Friday, March 23, 2012

Poetry Friday: Spring and All

Happy spring everyone! This week was the Vernal Equinox. Have you ever tried balancing an egg on the first day of spring? It works.

Soon it will be April -- National Poetry Month 2012! This year, my blog project is 30+ Habits of Highly Effective Poets.

If you'd like to sign up to share  your writing habits or rituals (the odder the better, I always say) OR if you'd like to write a short piece on another famous poet's strange or practical writing rituals, visit yesterday's post for details or send me an email at mrspoems@gmail.com. I've got some exciting children's authors and poets, willing to expose their secret rituals! My list is filling up, so sign up ASAP if you'd like to join in.

There's still time to order your free NPM poster at www.poets.org.

Meanwhile, I'll be in the garden. I have pruned the roses, hydrangea and buddleia, cut back the beautiful clematis vines that flower all over our deck, planted forsythia and begun weeding. I got my love of gardening from my mother, whose birthday is today!

There is something meditative about being in the garden. The poem I'm sharing today captures how I feel about gardening. Working the earth feeds something deep in us.

Upon the Morning
by Susan Hendrickson
I saw a woman
half submerged in the ground
sitting in the comfort of weeds
nibbling on some timothy.

She ran her teeth, berry-stained,
over the translucent green stems
entered into the sweetness of the world
that sky-bright moment.

Within her solitary warren
hugging the mysteries of the day
to herself, I knew she was me
and I knew she woke me up.

Read the rest at Pudding Magazine. I'm swept away by the poem's beautiful concluding lines.
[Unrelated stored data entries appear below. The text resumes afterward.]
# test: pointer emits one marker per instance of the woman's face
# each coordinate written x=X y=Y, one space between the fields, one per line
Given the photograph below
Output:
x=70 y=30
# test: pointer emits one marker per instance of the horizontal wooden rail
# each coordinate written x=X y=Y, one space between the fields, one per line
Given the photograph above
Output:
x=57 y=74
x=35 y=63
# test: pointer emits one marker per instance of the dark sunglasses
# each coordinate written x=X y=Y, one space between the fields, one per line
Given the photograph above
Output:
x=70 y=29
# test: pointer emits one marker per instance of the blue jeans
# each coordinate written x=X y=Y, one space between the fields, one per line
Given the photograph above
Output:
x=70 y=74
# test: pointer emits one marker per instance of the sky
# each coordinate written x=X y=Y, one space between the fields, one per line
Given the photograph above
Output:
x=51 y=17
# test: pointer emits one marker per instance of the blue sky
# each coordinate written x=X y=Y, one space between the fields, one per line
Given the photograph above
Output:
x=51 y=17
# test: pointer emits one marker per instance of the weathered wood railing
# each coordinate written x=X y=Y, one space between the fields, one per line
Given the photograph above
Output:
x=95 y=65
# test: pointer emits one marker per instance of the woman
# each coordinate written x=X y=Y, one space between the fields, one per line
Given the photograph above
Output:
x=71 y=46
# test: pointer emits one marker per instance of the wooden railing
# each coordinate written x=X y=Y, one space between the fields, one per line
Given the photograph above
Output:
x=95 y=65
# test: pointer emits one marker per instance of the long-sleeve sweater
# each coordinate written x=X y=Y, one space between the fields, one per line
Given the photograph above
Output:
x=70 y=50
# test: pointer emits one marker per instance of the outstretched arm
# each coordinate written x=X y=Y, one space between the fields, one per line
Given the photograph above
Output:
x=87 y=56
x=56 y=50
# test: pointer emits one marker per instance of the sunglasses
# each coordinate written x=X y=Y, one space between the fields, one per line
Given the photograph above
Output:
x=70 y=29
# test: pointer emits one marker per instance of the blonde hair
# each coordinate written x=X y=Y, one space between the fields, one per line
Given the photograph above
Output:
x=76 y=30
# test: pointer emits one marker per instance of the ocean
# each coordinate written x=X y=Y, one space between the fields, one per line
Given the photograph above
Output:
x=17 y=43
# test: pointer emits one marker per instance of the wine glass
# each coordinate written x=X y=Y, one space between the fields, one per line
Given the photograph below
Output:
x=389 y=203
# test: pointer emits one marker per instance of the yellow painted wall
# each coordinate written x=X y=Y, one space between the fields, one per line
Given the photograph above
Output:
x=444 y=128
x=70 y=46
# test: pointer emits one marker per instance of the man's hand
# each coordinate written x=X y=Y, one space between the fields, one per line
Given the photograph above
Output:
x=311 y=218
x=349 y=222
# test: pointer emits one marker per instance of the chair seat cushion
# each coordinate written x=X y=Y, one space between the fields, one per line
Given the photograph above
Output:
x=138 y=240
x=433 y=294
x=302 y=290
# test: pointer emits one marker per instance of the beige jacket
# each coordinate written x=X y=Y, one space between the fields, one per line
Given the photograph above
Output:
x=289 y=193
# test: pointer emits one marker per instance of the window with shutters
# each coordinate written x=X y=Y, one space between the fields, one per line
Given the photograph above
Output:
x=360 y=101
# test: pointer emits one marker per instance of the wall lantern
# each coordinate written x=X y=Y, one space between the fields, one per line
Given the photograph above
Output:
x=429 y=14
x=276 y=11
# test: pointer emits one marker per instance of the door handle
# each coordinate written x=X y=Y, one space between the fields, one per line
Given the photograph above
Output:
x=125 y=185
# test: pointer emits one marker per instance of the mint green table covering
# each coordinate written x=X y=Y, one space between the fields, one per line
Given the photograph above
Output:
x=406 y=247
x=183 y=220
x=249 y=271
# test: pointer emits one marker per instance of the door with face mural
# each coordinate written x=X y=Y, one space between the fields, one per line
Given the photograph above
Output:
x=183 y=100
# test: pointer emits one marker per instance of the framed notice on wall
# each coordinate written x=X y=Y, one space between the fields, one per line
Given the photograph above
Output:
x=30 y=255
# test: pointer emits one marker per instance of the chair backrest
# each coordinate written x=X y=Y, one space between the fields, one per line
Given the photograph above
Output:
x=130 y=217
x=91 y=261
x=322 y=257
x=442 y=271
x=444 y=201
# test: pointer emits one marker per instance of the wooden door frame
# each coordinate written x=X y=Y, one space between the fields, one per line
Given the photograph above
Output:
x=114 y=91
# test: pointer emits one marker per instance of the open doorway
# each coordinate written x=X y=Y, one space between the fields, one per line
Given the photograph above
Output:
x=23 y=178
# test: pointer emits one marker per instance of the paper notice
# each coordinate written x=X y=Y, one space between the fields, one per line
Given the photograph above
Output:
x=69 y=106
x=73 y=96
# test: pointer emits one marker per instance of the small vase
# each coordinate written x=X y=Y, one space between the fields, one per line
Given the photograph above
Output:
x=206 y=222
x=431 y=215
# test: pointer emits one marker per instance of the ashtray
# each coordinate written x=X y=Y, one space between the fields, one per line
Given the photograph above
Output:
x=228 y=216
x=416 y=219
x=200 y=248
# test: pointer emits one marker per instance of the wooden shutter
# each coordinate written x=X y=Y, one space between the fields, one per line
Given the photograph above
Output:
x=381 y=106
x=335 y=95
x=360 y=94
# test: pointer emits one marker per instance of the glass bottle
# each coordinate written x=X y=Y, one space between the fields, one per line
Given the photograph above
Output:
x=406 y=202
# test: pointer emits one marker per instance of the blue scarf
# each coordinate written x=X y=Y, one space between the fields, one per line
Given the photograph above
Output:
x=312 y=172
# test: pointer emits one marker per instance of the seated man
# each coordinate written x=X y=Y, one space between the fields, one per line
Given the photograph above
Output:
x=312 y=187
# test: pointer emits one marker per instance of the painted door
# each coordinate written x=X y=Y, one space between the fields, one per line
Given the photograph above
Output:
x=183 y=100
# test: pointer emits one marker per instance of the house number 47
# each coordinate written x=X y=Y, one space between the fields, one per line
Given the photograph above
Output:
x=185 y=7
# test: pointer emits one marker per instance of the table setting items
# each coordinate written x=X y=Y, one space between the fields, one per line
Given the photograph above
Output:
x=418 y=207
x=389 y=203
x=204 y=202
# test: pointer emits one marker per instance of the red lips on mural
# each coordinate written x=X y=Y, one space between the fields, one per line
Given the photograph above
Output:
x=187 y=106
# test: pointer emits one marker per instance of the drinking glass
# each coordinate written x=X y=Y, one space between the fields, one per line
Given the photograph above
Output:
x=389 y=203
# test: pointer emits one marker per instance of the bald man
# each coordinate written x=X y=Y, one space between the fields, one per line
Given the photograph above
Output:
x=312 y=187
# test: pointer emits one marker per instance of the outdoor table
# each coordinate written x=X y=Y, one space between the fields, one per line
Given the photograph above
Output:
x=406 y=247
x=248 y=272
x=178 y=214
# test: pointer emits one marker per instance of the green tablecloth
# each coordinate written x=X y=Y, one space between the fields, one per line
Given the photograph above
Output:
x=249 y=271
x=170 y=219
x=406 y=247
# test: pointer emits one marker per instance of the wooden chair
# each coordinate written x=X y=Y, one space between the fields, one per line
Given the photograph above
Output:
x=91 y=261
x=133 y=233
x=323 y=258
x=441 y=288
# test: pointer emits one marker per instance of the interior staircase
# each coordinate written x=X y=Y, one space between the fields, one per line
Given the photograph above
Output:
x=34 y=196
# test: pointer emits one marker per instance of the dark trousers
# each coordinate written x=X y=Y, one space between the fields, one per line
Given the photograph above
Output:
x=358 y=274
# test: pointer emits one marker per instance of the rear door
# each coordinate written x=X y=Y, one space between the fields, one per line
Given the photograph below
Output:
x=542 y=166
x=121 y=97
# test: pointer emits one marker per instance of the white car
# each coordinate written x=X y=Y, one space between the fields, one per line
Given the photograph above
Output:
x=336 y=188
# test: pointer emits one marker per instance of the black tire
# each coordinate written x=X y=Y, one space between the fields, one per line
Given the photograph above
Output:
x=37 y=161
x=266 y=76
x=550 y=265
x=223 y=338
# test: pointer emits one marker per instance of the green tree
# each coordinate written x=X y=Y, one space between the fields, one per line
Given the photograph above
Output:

My daughter's Rose of Sharon shrub.

Mary Lee at A Year of Reading is hosting Poetry Friday today. It looks as if her American Red Bud tree is a few days ahead of mine -- ready to bloom. It's my favorite flowering event of the year.

5 comments:

Tabatha said...

I feel that way about gardening, too. I've been drawn to dig and plant, but it also feels wrong...too early.

I like your new side-bars! (They may not be that new any more, but I'm just noticing them.) Very nice.

Michael Ratcliffe said...

Laura--

Great poem-- thanks for sharing it.

If you don't mind, I'll share my spring/gardening poem:

SPRING SOIL

(For Zachary, Dylan, and Harrison)


Kneel beside me in the garden
and feel the soft, moist dirt,
warmed again after winter’s freeze,
turned and readied for planting.

Scoop it, feel it in your hands,
crush the clods in your palms,
squeeze the dirt through your fingers
until your hands are rich
with a black dermis of soil.

The soil of spring is part of us,
in our psyche and our souls;
it is our past, our present, our future.
We are of the soil, my sons--
though three generations from the land,
our professions have stayed close:
ag economist, entomologist, geographer.
What will you do, sons of the soil,
descendants of farmers,
who wrote lives in the earth?

So, my sons, take this soil,
hold it in your hands,
feel the moist warmth radiate,
and no matter what you do,
or where you go in life,
turn a spadeful of dirt each spring,
take the soft, warm earth into your hands
and feed your soul.

Author Amok said...

Hi, Tabatha. At this point, I am giving in, but I am mourning for the winter that wasn't.

Mike -- thanks for sharing this poem. I am struck by the idea that working the soil together had a profound effect on your sons and what they now do for work. Entomologist? So cool.

Michael Ratcliffe said...

Laura-- Thanks, although I'll have to say, that I'm not sure yet what effect working the soil together will have on my sons' choices of professions. The professions listed in the poem are my grandfather's (ag economist), father's (entomologist), and me (geographer). Maybe I need to make that clearer in the poem. My grandfather was the one who left the family farm, but stayed close to farming, working for USDA and with farmers and extension agents. My father also worked for USDA in the Ag Research Service, finishing his career working on breeding insect-resistant wheat. I've strayed-- I'm at the Census Bureau-- but my gardening keeps me close to the ground.

Myra Garces-Bacsal from GatheringBooks said...

Hi Laura! Happy birthday to your mom. My own mother loves gardening too - she loves planting orchids, and the plants would simply bloom under her loving care. Thank you for sharing the beautiful poem as well.